Entre elas, houve crescimento tanto no número de mortes quanto nas internações associadas ao álcool. Já entre os homens, foi registrado aumento apenas nas hospitalizações — e em um ritmo consideravelmente menor.
Para especialistas, esse cenário reforça a necessidade de ampliar o debate sobre os efeitos do consumo de álcool na saúde feminina.
“Discutir o impacto do uso nocivo de álcool entre mulheres não é moralismo, mas uma questão de saúde pública. Elas apresentam maior vulnerabilidade biológica, pois possuem menor quantidade de água no corpo e menor concentração de enzimas responsáveis por metabolizar a substância. Isso faz com que desenvolvam problemas relacionados ao álcool mais cedo e com quantidades menores de consumo”, afirma a psiquiatra Natalia Haddad, presidente do CISA.
Desconhecimento sobre a maior vulnerabilidade feminina
Apesar das evidências científicas, muitas pessoas ainda desconhecem que o organismo feminino reage de forma diferente ao álcool.
Uma pesquisa realizada pelo Ipec com adultos entre 18 e 34 anos, encomendada pelo CISA em 2023, mostrou que tanto homens quanto mulheres entrevistados não tinham conhecimento sobre a maior vulnerabilidade fisiológica feminina ao álcool e, em alguns casos, demonstraram resistência a essa informação.
Segundo a psiquiatra Natalia Haddad, ampliar o acesso a esse tipo de conhecimento é fundamental para a prevenção.
“O conhecimento é uma importante ferramenta de prevenção. Precisamos que, especialmente as mulheres, compreendam os impactos do álcool em sua saúde para que possam fazer escolhas mais conscientes”, afirma.
Efeitos ao longo de toda a vida
Os efeitos do consumo de álcool podem se manifestar em diferentes etapas da vida da mulher.
Na fase reprodutiva, por exemplo, a ingestão da substância pode alterar o ciclo menstrual, interferir na ovulação e reduzir as chances de concepção, além de trazer riscos à saúde do feto durante a gestação.
Durante a perimenopausa e a menopausa, o consumo de álcool pode intensificar sintomas comuns desse período, como ondas de calor, sudorese noturna, alterações de humor e distúrbios do sono, além de provocar mudanças no equilíbrio hormonal.
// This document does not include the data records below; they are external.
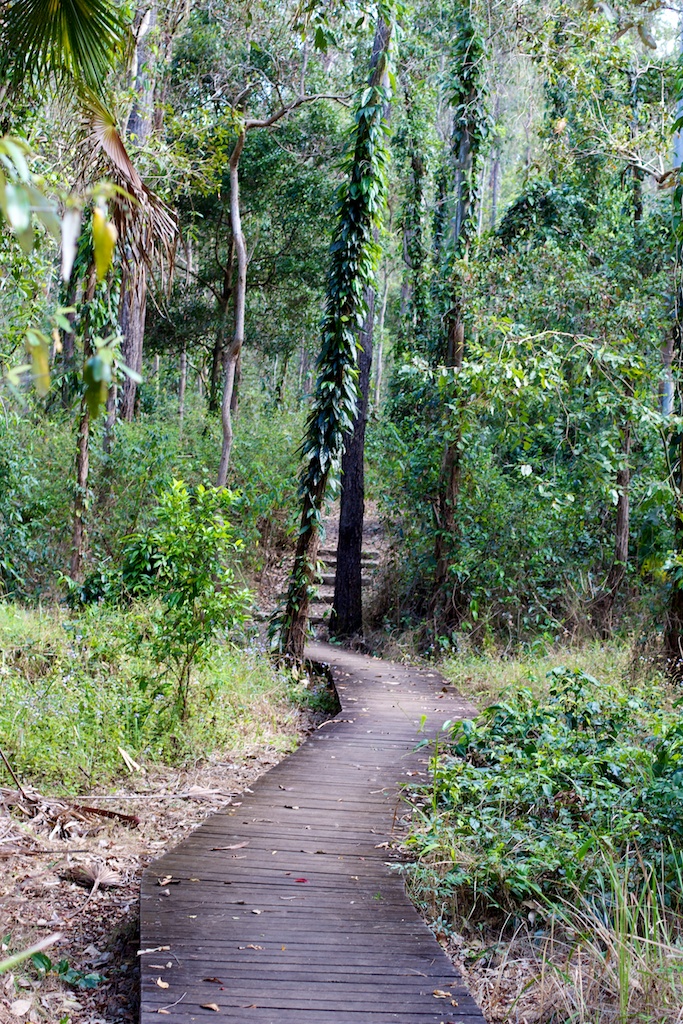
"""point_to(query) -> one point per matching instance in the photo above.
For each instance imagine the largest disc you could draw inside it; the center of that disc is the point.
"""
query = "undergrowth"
(557, 815)
(73, 693)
Já na pós-menopausa, a combinação entre a queda natural dos níveis de estrogênio e o consumo de álcool pode prejudicar a absorção de cálcio, aumentar a pressão arterial e interferir no metabolismo hormonal, contribuindo para a progressão de doenças associadas a hormônios.
Associação com doenças graves
O consumo de álcool entre mulheres também está associado a diferentes problemas de saúde. Entre eles estão doenças hepáticas mais graves, alterações cardiovasculares e transtornos mentais, como depressão e ansiedade.
Outro risco relevante é o câncer de mama. Evidências científicas indicam que o consumo diário de cerca de 10 gramas de álcool pode aumentar em aproximadamente 7% o risco de desenvolver a doença.
Mesmo níveis considerados de baixo risco — entre uma e duas doses por dia — podem elevar esse risco entre 30% e 50%.
Maior exposição a situações de risco
Além dos impactos sobre a saúde física e mental, o consumo de álcool também pode aumentar a exposição das mulheres a situações de violência.
A socióloga Mariana Thibes, coordenadora do CISA, destaca que esse efeito é reconhecido tanto por homens quanto por mulheres.
De acordo com a pesquisa realizada pelo Ipec em 2023, os entrevistados apontaram que o consumo de álcool pode aumentar a vulnerabilidade feminina a episódios de violência, como abuso e assédio.
“O álcool reduz a percepção de risco, o que pode aumentar a exposição a acidentes, relações sexuais desprotegidas e situações de violência doméstica ou sexual”, afirma.